Minimal inhibitory concentration (MIC) of basil and sage EOs was 56.8 µl/mL for all tested bacteria. Hyssop, caraway, and juniper EOs were inhibitory at concentration of 113.6 µl/mL on all tested bacterial species. MIC of ginger EO was 113.6 µL/mL for E. coli and L. monocytogenes and 227.3 µL/mL for S. enterica. Minimal bactericidal concentration (MBC) of basil and sage EOs was 113.6 µl/mL for all investigated bacteria. MBC of hyssop, caraway, and juniper EOs was 227.3 µl/mL for all investigation bacteria. MBC of ginger EO was 227.3 µL/mL for E. coli and L. monocytogenes and 454.5 µL/mL for S. enterica. Tested EOs have a great potential as natural antibacterial preservative in food.
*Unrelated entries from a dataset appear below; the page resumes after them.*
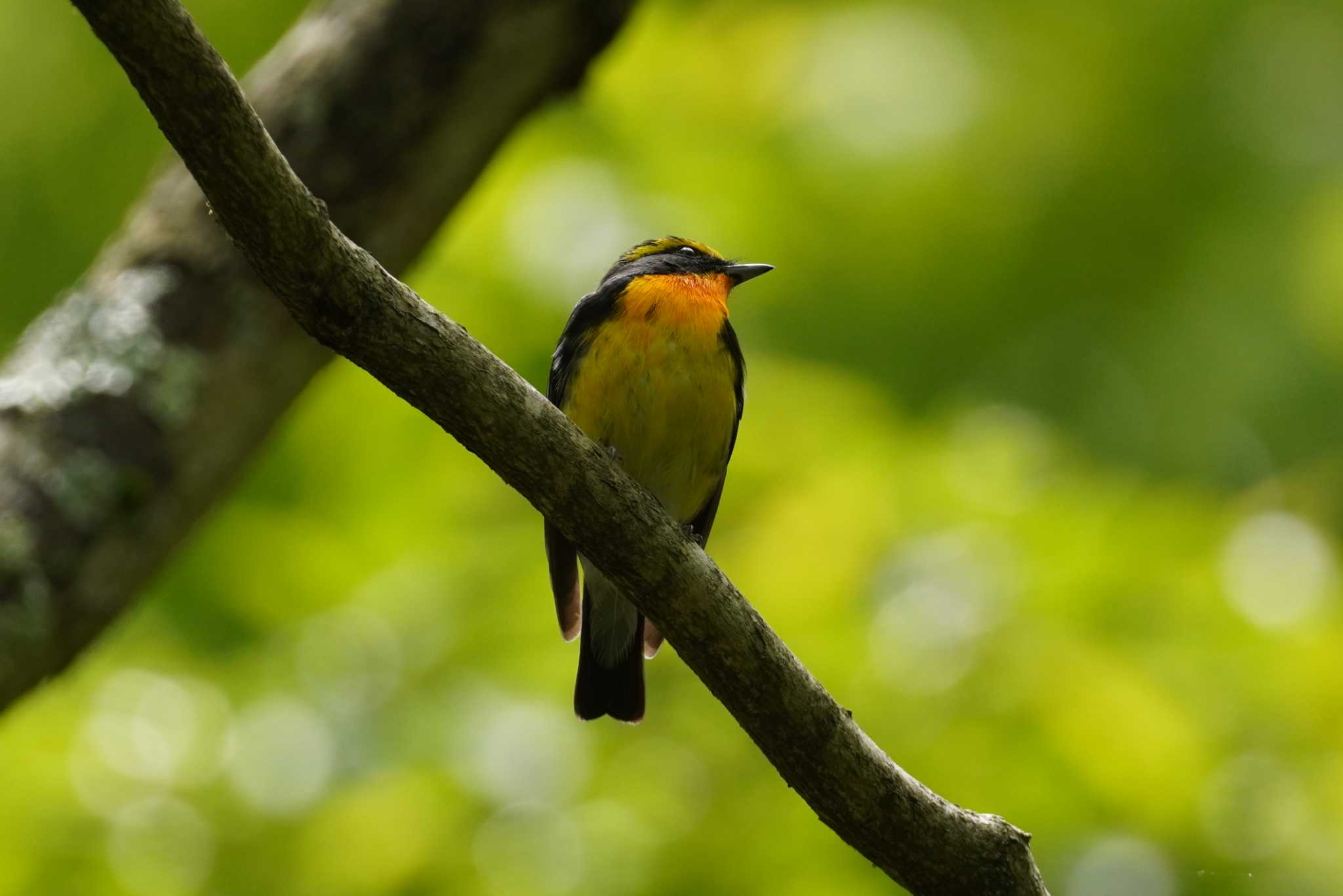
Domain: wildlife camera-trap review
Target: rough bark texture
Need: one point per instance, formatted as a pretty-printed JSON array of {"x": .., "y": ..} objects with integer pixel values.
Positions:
[
  {"x": 344, "y": 299},
  {"x": 129, "y": 408}
]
Mehmet Musa Özcan, Senay Simsek
Characteristics of Myrtle (Myrtus communis L.) Fruit and Oils
Eigenschaften von Myrte (Myrtus communis L.) Beeren und Öle
In this study, chemical analysis, amino acids, sugar pofile, fatty acid composition and mineral contents of white and black myrtle (Myrtus communis L.) fruits were determined. The crude protein and oil contents of white and black myrtle fruits were determined between 5.99 and 5.45 % to 8.31 and 6.17 % respectively. In addition, total phenol, flavonoid and anthocyanin contents of white and black fruits were determined between 4253 and 4060 mg gallic acid equivalent (GAE)/g, 94.4 and 121.1 mg catechol equivalent (CE)/g, and 0.096 and 1.667 mmol/g, respectively. Aspartic acid contents of white and black myrtle fruits were determined as 0.50 and 0.45 % respectively. In addition, the highest glutamic acid and arginin were found in white myrtle fruits. Fructose and glucose contents of white and black myrtle fruits were reported as 11.26 and 11.53 % to 13.02 and 13.74 % respectively. Linoleic, palmitic, and oleic acid contents of white and black myrtle fruit oils were determined as 72.48 and 68.34 %, 9.99 and 10.43 % to 8.52 and 9.02 % respectively. P, K, Ca, and Mg contents of black and white myrtle fruits were measured as 1335.10 and 1165.15 mg/kg to 2714.16 and 2631.04 mg/kg, 191.13 and 245.28 mg/kg to 837.86 and 720.38 mg/kg respectively. In conclusion, myrtle fruits were found to be important sources of nutrients and essential elements.